I would like to blame the poorly manufactured tarp but considering the wind conditions I don't think any tarp could be expected to hold up. A limitation in my design is that wind can get under the structure and lift it up. The small opening is great for ventilation and ease of assembly but it does require a lot of support to hold it down. I have been okay in the 60-70 mph range but this was just too much. Especially for a tarp with such horridly made grommets to begin with.

The structure is fine for the most part. My aft brace that attaches to the aft end of the ridgepole and gives the tarp something to push against didn't fair so well.

and the other half.

There was enough force to push the bottom of the structure around. The stake was no match for the wind.

The aft starboard quarter took a funky wave.

The port side was straight a few days ago...

So what to do now? I cut off the remnants of the tarp and took down the back panel for now. I have my old tarp that is big enough to cover most of the boat. The old tarp is tired but better than nothing. The problem is that it is still too windy and rainy/snowy to pull it up and secure it. I don't know of a local source of a decent tarp in the size I need. I may have to order another one or try to get two more months out of my old tarp.

I am afraid Jenny will have to endure the elements for a few days until I can get her covered up properly. I don't like it but there isn't much I can do in this continued nasty weather. I brought home the unused cherry paneling. It got a little wet but the oil seems to have protected it fine. Not much to do but wait, watch and fret.

Sunday, February 21, 2010

Change of plans

The plan for the weekend was the New England Boat Show in Boston. My rigger gave me some discounted tickets so I thought I would check it out. I haven't been in a few years and I figured I could find some cool deck and sailing hardware I just had to have. I certainly don't go to look at the boats. I really dislike most modern designs which is why I am putting so much into this old boat.

However, I had to spend some time running errands yesterday afternoon and noticed how unusually warm it was. I decided to spend some time at the boat instead. The boatshow can wait.

I finally got some of the cherry paneling in place. I did just the easy parts but it really was a pretty easy operation. I quit before I got to the settee backrests because I want to get the backrests in first and then fit the paneling to the backrests.

Some of the details:

I made sure the first strip was as square as possible.

At the suggestion of a finish carpenter I kept the bottom of the paneling off the settee. If any water accumulates on the settee, however unlikely but it IS a boat and tends to have lots of water around, there is a gap under the paneling so that water won't wick up into the strips. I will apply some preservative oil to the cut ends too.
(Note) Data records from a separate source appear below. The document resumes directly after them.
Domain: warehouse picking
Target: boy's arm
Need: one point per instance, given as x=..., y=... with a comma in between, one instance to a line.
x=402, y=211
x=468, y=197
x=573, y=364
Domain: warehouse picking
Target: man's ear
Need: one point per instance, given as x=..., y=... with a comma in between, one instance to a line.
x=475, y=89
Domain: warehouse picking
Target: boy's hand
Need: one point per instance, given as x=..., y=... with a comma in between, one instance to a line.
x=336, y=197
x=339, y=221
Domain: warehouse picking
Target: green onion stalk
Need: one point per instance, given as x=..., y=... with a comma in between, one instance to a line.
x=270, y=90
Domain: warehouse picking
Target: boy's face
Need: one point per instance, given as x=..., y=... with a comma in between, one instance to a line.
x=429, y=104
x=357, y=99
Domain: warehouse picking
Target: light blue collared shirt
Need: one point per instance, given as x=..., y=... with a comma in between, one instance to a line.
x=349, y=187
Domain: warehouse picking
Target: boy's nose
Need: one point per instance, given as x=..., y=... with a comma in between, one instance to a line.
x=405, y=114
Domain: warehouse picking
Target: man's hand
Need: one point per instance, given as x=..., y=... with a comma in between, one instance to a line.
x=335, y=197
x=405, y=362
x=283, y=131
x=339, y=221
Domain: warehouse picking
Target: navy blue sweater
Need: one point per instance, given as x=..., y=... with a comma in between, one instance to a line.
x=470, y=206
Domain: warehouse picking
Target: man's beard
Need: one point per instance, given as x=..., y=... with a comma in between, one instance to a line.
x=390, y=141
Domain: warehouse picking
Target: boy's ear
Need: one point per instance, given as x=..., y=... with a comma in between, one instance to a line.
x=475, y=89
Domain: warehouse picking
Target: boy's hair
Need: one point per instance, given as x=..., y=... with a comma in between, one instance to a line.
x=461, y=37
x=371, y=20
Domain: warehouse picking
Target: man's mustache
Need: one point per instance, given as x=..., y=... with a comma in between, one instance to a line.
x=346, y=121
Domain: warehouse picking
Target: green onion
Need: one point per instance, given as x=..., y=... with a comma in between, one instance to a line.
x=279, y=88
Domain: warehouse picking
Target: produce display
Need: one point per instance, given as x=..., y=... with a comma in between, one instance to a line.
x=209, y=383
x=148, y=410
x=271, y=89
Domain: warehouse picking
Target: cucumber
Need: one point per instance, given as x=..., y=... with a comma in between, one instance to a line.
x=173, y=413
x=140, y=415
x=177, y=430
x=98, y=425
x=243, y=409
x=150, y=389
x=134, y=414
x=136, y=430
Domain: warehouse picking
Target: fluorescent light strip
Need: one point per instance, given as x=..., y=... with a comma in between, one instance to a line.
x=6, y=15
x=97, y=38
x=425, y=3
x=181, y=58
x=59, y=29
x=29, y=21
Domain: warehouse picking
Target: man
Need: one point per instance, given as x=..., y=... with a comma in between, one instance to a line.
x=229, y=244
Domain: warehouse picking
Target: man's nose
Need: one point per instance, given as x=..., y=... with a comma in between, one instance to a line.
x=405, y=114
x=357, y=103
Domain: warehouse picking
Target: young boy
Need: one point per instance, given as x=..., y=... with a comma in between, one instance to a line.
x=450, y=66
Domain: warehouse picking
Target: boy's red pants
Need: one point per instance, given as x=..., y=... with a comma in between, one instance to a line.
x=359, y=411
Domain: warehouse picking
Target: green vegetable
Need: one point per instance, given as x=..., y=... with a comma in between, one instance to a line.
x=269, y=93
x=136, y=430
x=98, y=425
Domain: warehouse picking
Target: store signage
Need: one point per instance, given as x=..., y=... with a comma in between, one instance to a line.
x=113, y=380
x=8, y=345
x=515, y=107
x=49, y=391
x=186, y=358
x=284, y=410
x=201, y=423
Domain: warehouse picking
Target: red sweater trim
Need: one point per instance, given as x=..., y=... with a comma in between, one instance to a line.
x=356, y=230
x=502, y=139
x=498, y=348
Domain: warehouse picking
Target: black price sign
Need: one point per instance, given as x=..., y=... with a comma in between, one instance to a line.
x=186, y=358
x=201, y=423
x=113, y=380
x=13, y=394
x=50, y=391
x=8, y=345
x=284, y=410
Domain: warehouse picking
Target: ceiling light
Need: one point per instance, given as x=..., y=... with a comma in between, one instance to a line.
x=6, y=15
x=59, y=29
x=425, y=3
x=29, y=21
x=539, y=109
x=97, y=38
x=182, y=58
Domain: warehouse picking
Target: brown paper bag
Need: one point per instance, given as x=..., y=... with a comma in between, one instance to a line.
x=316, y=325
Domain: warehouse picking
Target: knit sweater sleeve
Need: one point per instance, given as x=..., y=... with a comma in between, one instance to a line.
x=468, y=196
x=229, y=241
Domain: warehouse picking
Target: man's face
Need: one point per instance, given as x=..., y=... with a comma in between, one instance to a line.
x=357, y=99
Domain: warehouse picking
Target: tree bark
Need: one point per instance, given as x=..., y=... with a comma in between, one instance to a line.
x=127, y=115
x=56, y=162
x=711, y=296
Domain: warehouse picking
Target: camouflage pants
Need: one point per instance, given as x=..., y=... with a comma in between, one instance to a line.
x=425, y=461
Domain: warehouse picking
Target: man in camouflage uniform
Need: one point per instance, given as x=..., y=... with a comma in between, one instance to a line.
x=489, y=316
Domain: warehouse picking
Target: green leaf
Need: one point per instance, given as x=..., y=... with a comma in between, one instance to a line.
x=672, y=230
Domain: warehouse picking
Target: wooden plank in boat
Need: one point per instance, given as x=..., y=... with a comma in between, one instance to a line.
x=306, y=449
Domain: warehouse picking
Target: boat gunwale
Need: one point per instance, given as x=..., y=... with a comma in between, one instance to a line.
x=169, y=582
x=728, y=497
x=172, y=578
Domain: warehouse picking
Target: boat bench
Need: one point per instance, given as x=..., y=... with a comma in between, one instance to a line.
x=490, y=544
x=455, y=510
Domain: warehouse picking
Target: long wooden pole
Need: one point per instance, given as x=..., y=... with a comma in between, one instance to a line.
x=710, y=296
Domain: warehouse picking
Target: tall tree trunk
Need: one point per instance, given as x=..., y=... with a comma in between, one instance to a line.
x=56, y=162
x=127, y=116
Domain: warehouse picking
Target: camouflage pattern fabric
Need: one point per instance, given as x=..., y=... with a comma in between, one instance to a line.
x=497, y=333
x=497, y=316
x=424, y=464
It will come as no surprise to any Triton owner but the plywood bulkheads are neither square nor straight. Mine bow away from the paneling a bit. There was no way around it but to attach screws to the middle of the panels to pull them into the plywood.

To allow for expansion I ensured a small gap between the panels by using some folded over card stock. That gives some gap so that if the panels swell a bit they won't come up tight against one another and buckle. That was another suggestion from the finish carpenter.

A final suggestion from the carpenter was a small amount of flexible adhesive down the middle of the paneling. The adhesive will help hold the panels in place. The small strip down the middle allows the edges to float a bit with the normal swelling and shrinking.

Finally, with some extra time at the end of the day today I managed to cut out some framing that will become the engine cover.

The frames will support the galley table and outline the engine box. The plan is for the galley tabletop to be of equal depths on both sides. The framing is shortened on the port side in order to maintain just over 6 feet of sleeping area on the port settee.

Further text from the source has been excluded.